Climate change research has been going on for decades. It shows that the ice in Antarctica and Greenland has been rapidly melting due to greenhouse gas emissions, causing sea levels and the Earth’s temperature to rise. In his recent research, UT geophysicist Jamin Greenbaum found that the way ice shelves are interacting on ice affected by climate change is speeding up the melting process.
Despite warnings from researchers, Greenbaum says that the ice sheets in Iceland and Greenland are melting faster than previously thought.
“What we’ve found in this latest paper is not only are they melting from the top and the bottom, but that those two processes, the melting from the top and the bottom, are working together in a way that will destabilize ice shelves faster than we thought,” Greenbaum says.
His team’s research studied Earth patterns during the last heat wave, about 130,000 years ago. Greenbaum says that rising sea levels will affect the earth dramatically and is most likely unavoidable.

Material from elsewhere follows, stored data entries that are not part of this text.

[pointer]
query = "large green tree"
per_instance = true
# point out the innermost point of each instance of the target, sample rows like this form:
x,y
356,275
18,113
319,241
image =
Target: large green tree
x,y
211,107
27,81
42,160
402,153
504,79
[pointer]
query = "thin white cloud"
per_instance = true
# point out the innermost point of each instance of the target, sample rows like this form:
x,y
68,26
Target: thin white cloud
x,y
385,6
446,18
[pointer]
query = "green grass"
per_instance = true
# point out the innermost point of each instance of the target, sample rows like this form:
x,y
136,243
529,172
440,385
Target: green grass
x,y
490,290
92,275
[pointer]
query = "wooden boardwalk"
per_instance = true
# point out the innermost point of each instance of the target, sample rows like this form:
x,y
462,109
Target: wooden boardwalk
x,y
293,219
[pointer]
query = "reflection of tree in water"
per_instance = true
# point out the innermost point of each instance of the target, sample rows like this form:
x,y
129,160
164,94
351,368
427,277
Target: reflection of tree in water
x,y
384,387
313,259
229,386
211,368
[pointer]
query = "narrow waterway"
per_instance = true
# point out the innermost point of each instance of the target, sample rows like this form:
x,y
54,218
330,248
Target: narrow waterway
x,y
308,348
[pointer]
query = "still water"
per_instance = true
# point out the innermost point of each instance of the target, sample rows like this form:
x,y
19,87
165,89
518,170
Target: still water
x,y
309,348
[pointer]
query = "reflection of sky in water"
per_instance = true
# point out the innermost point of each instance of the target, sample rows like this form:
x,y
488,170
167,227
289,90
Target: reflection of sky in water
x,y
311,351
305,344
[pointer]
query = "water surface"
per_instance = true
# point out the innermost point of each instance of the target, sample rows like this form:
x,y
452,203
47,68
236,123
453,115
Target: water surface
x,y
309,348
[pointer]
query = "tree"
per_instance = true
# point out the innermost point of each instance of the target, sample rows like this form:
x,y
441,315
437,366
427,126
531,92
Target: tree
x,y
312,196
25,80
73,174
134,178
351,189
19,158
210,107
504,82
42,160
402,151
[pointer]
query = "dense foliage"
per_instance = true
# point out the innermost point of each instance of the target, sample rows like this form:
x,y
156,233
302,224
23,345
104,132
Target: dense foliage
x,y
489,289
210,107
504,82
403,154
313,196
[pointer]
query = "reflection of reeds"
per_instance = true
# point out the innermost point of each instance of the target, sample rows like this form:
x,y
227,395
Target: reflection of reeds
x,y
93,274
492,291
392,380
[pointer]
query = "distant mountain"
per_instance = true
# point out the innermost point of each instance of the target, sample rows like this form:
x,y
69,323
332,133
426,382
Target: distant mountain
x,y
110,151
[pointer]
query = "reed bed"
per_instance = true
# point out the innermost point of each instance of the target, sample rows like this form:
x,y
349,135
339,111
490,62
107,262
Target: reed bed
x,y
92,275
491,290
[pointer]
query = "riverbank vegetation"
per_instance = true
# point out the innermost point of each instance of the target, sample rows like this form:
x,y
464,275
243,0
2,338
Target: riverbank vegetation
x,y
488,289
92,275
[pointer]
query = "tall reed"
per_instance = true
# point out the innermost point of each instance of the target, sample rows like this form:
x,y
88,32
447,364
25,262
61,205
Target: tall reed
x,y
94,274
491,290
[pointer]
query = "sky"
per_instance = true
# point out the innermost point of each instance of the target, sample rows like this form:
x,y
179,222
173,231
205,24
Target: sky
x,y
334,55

“The thing to bring home is that in the world, you cannot find that much sea level anywhere other than Antarctica and Greenland. We are looking for the places in Antarctica that have likely contributed to that sea level in the past and that therefore, would likely do it again,” Greenbaum says. “Climate change is happening and we will either mitigate some of it or none of it, but the reality of sea level rise is not going away.”